Dave Anthony Kraft arrive pour un fill-in de deux numéros d'une histoire qui semble faites pour pouvoir aller dans les séries Captain America, Spider-Man ou Marvel Team-Up. On a une histoire d'un apprenti maitre du monde savant fou dans la droite ligne des histoires du SHIELD. Nick Fury, Spidey et Cap devront déjouer ses plans. On voit que la scenario est classique. La grande nouveauté vient du fait que John Beatty encre Mike Zeck. Enfin le dessinateur bénéficie d'un encrage à la mesure de son talent sur la série et l'équipe va rester.
J.M. Dematteis revient pour une histoire avec un vilain qui joue la carte du populisme pour se révéler ne jouer que pour lui même. C'est assez classique dit comme cela mais cela continue d'opposer notre héros à desidées ou idéologies différentes. On peut penser que la conclusion est un peu simpliste mais d'un autre côté elle remet Cap sur la route des délaissés du rêve américain, ce qui devrait être le minimum sur ce type de personnage. Il y a un coté qui rappelle la future mini-série sur le Falcon dans quelques mois. Zeck et Beatty montrent qu'ils sont totalement compatibles graphiquement et continuent de livrer de belle planches.

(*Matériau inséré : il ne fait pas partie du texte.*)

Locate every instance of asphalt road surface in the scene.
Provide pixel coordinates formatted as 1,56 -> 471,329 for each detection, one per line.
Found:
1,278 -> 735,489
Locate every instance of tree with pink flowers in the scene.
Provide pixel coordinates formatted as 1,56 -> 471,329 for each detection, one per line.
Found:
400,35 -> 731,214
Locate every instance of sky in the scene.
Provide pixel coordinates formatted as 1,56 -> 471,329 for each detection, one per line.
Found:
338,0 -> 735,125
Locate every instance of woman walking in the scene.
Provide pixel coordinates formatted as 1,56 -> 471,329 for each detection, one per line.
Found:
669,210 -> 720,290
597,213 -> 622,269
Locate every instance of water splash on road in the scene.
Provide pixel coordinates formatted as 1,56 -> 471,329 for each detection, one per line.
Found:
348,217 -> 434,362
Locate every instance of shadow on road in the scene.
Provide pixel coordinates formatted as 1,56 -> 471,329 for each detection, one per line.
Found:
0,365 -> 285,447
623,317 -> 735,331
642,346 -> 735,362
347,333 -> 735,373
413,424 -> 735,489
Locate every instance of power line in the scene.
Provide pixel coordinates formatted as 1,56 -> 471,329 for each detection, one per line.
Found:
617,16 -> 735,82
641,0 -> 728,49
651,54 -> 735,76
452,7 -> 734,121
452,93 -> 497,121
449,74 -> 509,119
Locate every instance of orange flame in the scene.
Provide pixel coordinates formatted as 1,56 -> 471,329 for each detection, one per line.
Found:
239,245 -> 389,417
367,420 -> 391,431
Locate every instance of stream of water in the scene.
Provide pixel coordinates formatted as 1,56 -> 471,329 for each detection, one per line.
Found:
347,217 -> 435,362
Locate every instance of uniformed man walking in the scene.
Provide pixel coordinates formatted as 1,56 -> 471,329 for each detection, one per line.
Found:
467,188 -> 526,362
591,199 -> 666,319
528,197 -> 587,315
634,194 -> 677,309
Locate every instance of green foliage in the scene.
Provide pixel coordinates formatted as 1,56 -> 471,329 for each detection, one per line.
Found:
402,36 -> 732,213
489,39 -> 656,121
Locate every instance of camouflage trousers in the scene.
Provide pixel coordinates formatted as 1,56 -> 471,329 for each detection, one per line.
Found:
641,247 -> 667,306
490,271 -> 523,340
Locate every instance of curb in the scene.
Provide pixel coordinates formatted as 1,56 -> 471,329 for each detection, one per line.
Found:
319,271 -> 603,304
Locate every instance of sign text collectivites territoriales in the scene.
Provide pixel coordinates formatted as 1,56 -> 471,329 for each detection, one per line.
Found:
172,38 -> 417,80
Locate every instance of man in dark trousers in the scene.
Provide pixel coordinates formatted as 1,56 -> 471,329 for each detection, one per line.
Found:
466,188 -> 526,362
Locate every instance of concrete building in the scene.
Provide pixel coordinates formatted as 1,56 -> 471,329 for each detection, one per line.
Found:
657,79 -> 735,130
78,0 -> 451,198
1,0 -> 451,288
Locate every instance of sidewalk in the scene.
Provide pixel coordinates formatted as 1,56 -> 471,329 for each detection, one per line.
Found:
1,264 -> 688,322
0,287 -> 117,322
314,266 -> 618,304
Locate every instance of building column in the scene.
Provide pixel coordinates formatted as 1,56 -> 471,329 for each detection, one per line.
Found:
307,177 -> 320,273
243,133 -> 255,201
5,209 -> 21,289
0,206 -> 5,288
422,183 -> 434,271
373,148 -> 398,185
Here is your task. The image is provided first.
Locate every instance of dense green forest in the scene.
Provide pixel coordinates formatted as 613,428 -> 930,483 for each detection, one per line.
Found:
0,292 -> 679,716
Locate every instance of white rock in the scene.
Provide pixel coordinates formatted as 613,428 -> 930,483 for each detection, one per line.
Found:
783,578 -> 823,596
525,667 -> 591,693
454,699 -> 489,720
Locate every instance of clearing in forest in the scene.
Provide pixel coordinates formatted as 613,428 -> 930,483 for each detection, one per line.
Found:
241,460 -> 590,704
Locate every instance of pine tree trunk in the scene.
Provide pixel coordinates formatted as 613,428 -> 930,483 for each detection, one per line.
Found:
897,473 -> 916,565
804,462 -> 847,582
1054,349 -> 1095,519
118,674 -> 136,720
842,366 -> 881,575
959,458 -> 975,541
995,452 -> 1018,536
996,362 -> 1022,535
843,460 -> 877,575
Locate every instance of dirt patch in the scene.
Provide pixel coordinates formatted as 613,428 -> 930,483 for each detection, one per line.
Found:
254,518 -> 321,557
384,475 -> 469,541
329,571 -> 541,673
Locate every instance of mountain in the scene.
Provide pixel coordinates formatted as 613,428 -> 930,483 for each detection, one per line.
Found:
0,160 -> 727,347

A noter l'apparition dans l'univers Marvel de Karen Berger, éditrice chez DC, qui finira par prendre quelques années plus tard le titre Swamp Thing avec Alan Moore et a créer Vertigo. En effet, c'est une amie du scénariste.
Dematteis décide de croiser ensuite les deux séries qu'il anime: Defenders et Cap. Il joint l'intrigue des télépathes vu quelqus épisodes avant avec celles de Defenders impliquant August Masters et Mindy Williams, elle aussi télépathe. Masters tente lui aussi de remodeler la réalité comme il le souhaite en imposant sa volonté. La fin est assez tragique pour les Defenders. La partie Captain America est au niveau, celle des defenders un peu moins avec déjà Don Perlin qui a un style Marvel mais assez fade qui n'est pas aidé par le fait d'avoir 4 encreurs passant du passable à mauvais.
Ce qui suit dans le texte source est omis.